It's time: Newspapers should demand Trump resign. That's what they told Bill Clinton
Openly colluding with a foreign government to dig up dirt on his political opponent, while offering up the assistance of the Department of Justice. Freezing U.S. foreign aid to make sure the overseas dirt gets dug. Hiding transcripts of presidential calls on secret servers in hopes of covering up the collusion. Publicly threatening to expose the collusion whistleblower, insinuating that he or she should be executed. Urging that a Democratic member of Congress be arrested for treason. The list of horrendous Donald Trump transgressions uncovered in the past week stretches on and on, as the pressure of an impeachment inquiry intensifies and the unhinged president denounces Democratic election officials as “savages” while warning of a looming civil war if he's removed from office.
All of this comes on the heels of two years of open Trump corruption, hush money payments, and a nonstop attack on the U.S. intelligence community. Yet to date, just one American newspaper editorial board has looked at the shocking Ukraine scandal and concluded that Trump ought to step down for the good of the country.
“The proper next step for the president is clear. He should resign,” the editorial board of the Connecticut Post recently concluded. “He has repeatedly proven himself unfit for office and appears to view the presidency as a position meant to benefit himself personally, not as one that must represent the interests of an entire nation.”
The time is now for more newspapers to use their public platforms to call for Trump to resign. It's time for news outlets to use their bully pulpits to make the case for a return to the rule of law in the executive branch. And it's time for newspapers to grow a spine, because yes, scores of dailies used that same public platform to demand that Bill Clinton resign during the impeachment proceedings of the late 1990s.
“He should resign because he has resolutely failed — and continues to fail — the most fundamental test of any president: to put his nation's interests first,” USA Today announced in September 1998.

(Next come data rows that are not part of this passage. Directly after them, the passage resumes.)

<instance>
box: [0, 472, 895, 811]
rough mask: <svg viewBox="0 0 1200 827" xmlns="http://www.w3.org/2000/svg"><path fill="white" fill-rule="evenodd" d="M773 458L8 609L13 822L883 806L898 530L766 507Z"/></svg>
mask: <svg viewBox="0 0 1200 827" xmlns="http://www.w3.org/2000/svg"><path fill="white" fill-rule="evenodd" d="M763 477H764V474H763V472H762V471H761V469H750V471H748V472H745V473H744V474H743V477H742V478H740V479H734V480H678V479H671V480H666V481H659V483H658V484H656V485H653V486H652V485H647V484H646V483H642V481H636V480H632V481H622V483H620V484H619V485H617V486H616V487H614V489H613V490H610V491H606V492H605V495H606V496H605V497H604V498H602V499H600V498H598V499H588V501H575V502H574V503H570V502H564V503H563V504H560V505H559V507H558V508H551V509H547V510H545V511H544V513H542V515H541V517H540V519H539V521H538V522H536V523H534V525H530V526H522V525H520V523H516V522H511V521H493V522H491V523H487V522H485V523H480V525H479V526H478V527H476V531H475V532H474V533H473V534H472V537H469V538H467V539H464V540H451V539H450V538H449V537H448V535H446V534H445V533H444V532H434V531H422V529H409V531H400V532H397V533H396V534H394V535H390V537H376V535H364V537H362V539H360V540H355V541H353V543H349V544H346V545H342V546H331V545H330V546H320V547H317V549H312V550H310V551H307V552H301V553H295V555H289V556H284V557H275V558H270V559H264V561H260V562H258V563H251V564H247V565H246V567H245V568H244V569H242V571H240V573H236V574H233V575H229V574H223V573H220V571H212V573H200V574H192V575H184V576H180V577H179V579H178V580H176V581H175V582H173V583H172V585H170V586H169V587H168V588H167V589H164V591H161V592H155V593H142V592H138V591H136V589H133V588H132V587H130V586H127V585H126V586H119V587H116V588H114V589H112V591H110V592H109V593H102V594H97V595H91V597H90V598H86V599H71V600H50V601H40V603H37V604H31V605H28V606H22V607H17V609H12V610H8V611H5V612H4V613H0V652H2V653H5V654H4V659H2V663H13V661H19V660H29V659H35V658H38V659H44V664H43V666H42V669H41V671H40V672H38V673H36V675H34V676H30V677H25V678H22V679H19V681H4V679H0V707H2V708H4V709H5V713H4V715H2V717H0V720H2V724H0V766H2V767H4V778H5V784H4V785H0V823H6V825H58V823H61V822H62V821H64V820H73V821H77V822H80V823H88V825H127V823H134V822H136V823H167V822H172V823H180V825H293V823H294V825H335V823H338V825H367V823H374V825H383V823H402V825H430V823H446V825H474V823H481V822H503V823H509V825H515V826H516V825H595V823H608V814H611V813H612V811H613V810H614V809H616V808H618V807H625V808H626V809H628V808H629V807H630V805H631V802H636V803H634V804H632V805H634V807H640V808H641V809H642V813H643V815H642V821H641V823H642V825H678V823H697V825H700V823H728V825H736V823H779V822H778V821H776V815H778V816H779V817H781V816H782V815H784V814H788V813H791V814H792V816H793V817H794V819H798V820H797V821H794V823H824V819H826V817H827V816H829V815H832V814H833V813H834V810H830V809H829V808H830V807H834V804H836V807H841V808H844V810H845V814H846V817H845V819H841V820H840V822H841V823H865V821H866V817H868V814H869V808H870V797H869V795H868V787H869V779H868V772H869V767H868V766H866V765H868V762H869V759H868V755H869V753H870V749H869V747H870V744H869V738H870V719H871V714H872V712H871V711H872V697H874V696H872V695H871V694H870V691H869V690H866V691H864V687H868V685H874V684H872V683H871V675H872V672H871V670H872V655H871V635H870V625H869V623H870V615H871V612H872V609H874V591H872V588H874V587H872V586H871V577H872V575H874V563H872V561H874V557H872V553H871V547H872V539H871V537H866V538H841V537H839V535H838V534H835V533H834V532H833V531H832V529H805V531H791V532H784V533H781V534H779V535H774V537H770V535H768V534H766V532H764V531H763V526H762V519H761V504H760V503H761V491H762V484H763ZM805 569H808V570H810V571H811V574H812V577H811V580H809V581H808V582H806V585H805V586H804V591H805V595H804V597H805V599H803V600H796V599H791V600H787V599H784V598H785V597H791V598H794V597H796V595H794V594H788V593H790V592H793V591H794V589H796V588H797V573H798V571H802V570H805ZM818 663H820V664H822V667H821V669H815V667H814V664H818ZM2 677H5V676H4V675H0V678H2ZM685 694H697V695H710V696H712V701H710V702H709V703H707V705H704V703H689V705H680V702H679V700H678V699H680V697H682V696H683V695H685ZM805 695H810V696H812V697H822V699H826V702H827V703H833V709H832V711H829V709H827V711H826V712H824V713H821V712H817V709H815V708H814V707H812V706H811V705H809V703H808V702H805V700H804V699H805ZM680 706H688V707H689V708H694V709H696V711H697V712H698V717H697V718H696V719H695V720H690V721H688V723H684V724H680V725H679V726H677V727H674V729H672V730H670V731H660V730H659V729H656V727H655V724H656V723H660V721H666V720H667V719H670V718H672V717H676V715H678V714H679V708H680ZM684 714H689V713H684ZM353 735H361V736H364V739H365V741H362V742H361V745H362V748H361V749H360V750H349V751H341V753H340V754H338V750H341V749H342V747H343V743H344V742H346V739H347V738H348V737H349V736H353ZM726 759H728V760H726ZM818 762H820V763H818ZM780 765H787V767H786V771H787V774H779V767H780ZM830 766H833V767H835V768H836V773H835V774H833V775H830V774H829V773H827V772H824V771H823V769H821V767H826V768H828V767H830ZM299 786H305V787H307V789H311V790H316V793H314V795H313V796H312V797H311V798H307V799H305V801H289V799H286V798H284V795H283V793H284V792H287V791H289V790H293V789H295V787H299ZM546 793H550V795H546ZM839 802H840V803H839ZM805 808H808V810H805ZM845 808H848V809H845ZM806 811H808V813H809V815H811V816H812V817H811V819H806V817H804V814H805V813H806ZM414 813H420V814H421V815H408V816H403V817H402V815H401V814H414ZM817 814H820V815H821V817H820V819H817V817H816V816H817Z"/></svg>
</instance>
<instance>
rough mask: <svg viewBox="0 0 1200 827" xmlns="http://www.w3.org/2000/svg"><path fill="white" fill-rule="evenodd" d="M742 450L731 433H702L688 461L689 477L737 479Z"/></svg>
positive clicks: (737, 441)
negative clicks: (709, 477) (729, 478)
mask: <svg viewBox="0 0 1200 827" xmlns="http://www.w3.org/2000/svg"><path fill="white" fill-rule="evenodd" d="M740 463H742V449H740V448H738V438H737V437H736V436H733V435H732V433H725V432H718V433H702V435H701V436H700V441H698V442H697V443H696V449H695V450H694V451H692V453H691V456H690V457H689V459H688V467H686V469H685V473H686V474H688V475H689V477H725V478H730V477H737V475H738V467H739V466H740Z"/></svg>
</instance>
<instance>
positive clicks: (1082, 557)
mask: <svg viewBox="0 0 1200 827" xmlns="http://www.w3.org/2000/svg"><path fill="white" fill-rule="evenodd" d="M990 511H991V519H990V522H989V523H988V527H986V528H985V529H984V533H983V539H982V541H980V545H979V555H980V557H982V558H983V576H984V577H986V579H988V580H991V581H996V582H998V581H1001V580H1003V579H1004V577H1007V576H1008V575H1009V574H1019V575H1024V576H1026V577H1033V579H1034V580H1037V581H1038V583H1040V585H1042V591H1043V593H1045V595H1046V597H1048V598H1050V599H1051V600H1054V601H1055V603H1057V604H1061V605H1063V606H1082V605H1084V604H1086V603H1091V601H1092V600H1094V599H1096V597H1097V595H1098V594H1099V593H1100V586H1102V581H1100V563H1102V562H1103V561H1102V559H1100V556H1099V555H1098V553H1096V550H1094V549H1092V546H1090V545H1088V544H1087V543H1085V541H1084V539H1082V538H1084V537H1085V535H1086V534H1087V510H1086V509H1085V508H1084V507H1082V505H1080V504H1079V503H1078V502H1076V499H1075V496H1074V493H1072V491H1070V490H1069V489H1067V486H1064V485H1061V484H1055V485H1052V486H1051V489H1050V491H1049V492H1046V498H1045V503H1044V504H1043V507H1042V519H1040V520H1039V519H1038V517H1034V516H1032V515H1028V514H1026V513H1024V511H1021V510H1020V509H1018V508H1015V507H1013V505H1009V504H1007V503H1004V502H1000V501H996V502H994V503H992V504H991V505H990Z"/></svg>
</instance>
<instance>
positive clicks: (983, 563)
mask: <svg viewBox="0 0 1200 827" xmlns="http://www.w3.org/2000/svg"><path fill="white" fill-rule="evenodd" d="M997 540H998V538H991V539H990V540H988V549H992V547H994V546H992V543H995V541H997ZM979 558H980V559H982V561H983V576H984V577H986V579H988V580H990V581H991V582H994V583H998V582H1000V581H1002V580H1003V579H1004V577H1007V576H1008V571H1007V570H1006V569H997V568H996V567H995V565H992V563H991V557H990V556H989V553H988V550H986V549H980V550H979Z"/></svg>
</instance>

It's incomprehensible how those newspapers looked at the consensual affair Clinton had with Monica Lewinsky and concluded the Democrat was “unfit for office,” yet have watched Trump brag about trying to corrupt the 2020 election and remain mum on his fitness to serve. This, after Trump has already advertised himself as a racist and a habitual liar who's busy lining his pockets while serving in the Oval Office.
It's hard to imagine a more naked double standard than how newspaper editorial boards treated Clinton and how they treat Trump, and how the press treats Democrats versus how they treat Republicans. It's all deeply ironic: Newspapers declared a wildly popular Democratic president unfit for office, yet the same newspapers refuse to demand that a wildly unpopular (and corrupt) Republican president step down for the good of the country.